Suppose we wish to express the following as a provenance assertion:

  ex:aDocument dcterms:creator "Meritorious Meerkat" .

The problem with this form of expression is that there is no clear way indicated by the provenance specification to know that it is intended as a provenance statement.

Expressing the example using provenance ASN

This is just one way in which the above example might be represented using ASN. The use of dcterms:creator may be arguable, but that isn't really the crucial point here, I think.

 entity(aDocument, [type=ex:Document])
 agent(meritoriousMeerkat)
 entity(meritoriousMeerkat, [foaf:name="Meritorious Meerkat"])
 wasGeneratedBy(aDocument, pe1, qualifier())
 wasControlledBy(pe1,meritoriousMeerkat,qualifier=(role=dcterms:creator))

So, given this Provenance ASN, how can we represent this in RDF so that it's intended use as a provenance expression can be distinguished?

Direct translation of ASN to RDF

  ex:aDocument a prov:Entity ; prov:wasGeneratedBy

   [ a prov:ProcessExecution ;  
     prov:wasControlledBy
       [ a prov:Agent ; foaf:name  "Meritorious Meerkat" ]
   ] .

or, almost equivalently (without using blank node expressions):

  ex:MeritoriousMeerkat a prov:Agent ; foaf:name "Meritorious Meerkat" .   ex:aDocument a prov:Entity ; prov:wasGeneratedBy ex:pe1 .   ex:pe1 a prov:ProcessExecution ; prov:wasControlledBy ex:MeritoriousMeerkat .

In this formulation, the process execution is used as a mediating "event" to link the provenance details to the entity described. The prov:wasGeneratedBy statement effectively signals that provenance information about its subject is linked via its object (where "subject" and "object" are used in the sense defined by RDF).

This may be viewed as a rather cumbersome way to express the original example, but it's not clear how this can be simplified without losing the structure that distinguishes the provenance expression.

Use named graph for provenance

A different approach might be to wrap the provenance statements in a separate graph resource; e.g. (using Notation3 syntax). Starting with a fairly direct representation of the ASN form, and introducing a "hasProvenance" statement:

 ex:aDocument a prov:Entity ;  prov:hasProvenance 
   { ex:MeritoriousMeerkat a prov:Agent ; foaf:name  "Meritorious Meerkat" .
     ex:aDocument prov:wasGeneratedBy ex:pe1 .
     ex:pe1 a prov:ProcessExecution ;  prov:wasControlledBy ex:MeritoriousMeerkat .
   } .

Because the provenance has been separated and clearly signalled, we can now envisaged a simpler form more closely recognizable as the original example:

 ex:aDocument a prov:Entity ;  prov:hasProvenance 
   { ex:aDocument dcterms:creator "Meritorious Meerkat" } .

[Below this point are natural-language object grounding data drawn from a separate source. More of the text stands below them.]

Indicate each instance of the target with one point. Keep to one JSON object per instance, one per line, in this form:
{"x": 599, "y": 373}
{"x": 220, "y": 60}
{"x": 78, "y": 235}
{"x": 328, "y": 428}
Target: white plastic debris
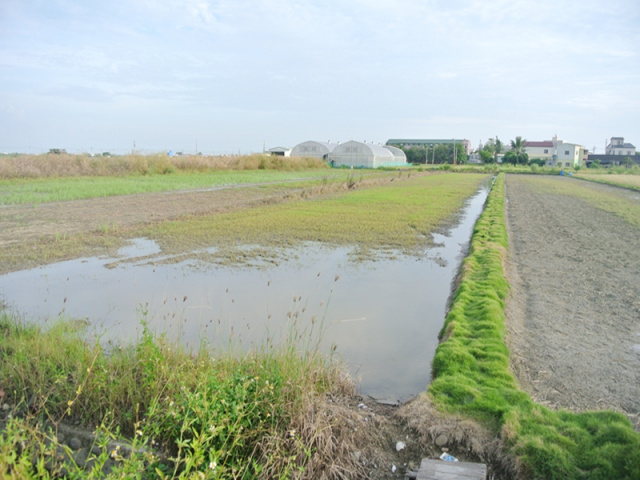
{"x": 448, "y": 458}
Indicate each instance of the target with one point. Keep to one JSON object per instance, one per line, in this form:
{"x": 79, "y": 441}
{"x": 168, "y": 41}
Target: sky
{"x": 238, "y": 76}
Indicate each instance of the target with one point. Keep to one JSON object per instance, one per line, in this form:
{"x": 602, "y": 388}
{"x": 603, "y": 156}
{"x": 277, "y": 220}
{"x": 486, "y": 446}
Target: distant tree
{"x": 518, "y": 148}
{"x": 510, "y": 157}
{"x": 517, "y": 145}
{"x": 499, "y": 148}
{"x": 486, "y": 156}
{"x": 415, "y": 154}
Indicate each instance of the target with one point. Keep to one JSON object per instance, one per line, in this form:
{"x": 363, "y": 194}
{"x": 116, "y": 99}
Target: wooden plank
{"x": 441, "y": 470}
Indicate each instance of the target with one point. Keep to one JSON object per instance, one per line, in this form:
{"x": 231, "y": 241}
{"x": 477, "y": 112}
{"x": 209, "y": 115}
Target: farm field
{"x": 574, "y": 305}
{"x": 571, "y": 313}
{"x": 628, "y": 181}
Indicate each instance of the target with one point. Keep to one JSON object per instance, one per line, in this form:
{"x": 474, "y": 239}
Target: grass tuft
{"x": 472, "y": 378}
{"x": 255, "y": 415}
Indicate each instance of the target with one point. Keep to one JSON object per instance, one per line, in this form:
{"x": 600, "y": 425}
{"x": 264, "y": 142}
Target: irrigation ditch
{"x": 475, "y": 407}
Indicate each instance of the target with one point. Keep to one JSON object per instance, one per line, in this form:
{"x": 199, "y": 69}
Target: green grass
{"x": 472, "y": 377}
{"x": 210, "y": 414}
{"x": 43, "y": 190}
{"x": 397, "y": 215}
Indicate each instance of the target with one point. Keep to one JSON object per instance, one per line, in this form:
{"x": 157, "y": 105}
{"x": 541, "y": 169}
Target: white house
{"x": 556, "y": 152}
{"x": 618, "y": 147}
{"x": 280, "y": 151}
{"x": 312, "y": 148}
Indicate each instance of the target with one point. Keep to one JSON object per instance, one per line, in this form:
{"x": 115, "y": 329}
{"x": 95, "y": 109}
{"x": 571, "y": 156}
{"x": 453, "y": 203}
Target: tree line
{"x": 435, "y": 154}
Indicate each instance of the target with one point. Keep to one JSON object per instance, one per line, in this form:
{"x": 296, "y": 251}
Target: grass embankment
{"x": 472, "y": 377}
{"x": 264, "y": 414}
{"x": 205, "y": 416}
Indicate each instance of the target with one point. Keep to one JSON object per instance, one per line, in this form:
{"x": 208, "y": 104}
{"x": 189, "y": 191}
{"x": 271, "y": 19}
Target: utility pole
{"x": 454, "y": 151}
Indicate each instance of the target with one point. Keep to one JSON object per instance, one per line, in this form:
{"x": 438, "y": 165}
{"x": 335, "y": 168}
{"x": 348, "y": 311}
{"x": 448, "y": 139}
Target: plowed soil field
{"x": 573, "y": 315}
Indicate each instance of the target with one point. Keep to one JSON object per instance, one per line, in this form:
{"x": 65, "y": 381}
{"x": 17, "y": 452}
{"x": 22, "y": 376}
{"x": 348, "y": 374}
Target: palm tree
{"x": 497, "y": 148}
{"x": 517, "y": 145}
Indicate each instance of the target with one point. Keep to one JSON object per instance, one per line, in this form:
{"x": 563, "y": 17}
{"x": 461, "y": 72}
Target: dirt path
{"x": 573, "y": 315}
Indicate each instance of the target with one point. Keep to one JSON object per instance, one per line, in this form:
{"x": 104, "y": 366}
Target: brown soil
{"x": 373, "y": 429}
{"x": 573, "y": 314}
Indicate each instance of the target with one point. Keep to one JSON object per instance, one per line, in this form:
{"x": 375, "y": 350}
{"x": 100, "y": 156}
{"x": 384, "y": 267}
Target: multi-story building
{"x": 556, "y": 152}
{"x": 618, "y": 147}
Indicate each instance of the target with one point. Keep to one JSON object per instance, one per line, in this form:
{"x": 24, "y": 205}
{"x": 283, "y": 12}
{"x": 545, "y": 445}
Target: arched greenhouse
{"x": 366, "y": 155}
{"x": 314, "y": 149}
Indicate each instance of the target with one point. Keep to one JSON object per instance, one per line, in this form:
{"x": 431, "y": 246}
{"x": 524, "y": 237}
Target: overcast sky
{"x": 232, "y": 76}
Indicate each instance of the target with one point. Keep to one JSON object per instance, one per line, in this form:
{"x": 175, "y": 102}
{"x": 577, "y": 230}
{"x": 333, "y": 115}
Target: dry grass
{"x": 464, "y": 434}
{"x": 64, "y": 165}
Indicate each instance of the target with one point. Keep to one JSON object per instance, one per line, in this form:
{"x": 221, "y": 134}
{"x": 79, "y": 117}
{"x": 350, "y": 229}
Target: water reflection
{"x": 383, "y": 317}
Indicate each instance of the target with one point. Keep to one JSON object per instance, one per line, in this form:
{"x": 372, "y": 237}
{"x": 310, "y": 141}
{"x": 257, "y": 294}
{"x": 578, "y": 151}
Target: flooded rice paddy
{"x": 382, "y": 317}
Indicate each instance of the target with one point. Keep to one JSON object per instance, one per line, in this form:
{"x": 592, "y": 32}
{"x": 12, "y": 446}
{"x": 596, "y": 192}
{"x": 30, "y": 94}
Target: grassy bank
{"x": 204, "y": 414}
{"x": 472, "y": 377}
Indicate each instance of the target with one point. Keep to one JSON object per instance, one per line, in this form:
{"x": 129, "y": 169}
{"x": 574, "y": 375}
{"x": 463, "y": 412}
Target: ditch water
{"x": 383, "y": 317}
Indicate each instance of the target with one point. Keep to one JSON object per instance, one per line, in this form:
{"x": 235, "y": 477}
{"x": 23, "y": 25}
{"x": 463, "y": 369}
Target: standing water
{"x": 383, "y": 317}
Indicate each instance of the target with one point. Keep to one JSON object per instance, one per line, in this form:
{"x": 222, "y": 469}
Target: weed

This form requires a repetition of the entity URI, and could be awkward to express if the entity node does not have an explicit URI. This may turj out to be an advantage - more discussion needed here.

Using this form requires that RDF processing software has support for "named graphs" or equivalent, which are not part of the original RDF standard.

Use blank node for provenance

Similar to the above approach, but introducing a new node as a placeholder "context" for hanging provenance statements:

 ex:aDocument a prov:Entity ;  prov:hasProvenance 
   [ 
     prov:wasGeneratedBy
       [ a prov:ProcessExecution ;  
         prov:wasControlledBy [ a prov:Agent ; foaf:name  "Meritorious Meerkat" ] 
       ]
   ] .

or, almost equivalently (without using blank node expressions):

 ex:aDocument a prov:Entity ;  
   prov:hasProvenance ex:prov .
 ex:prov prov:wasGeneratedBy ex:pe1 .
 ex:pe1 a prov:ProcessExecution ;  
   prov:wasControlledBy ex:MeritoriousMeerkat .
 ex:MeritoriousMeerkat a prov:Agent ; 
   foaf:name  "Meritorious Meerkat" .

The simplified form of this might then be:

 ex:aDocument a prov:Entity ;  prov:hasProvenance 
   [ dcterms:creator "Meritorious Meerkat" ] .

From an implementation perspective, this approach seems easier, but it presents a conceptual difficulty in that it is not clear what the newly introduced "context" node actually denotes.

Relating simplified forms to the full provenance data model

Not addressed above are mechanisms whereby the simplified forms can be related to the full provenance model. It seems that it should be possible to construct some reasonably simple rules to recognize and map simple provenance expressions, but this has not yet been done.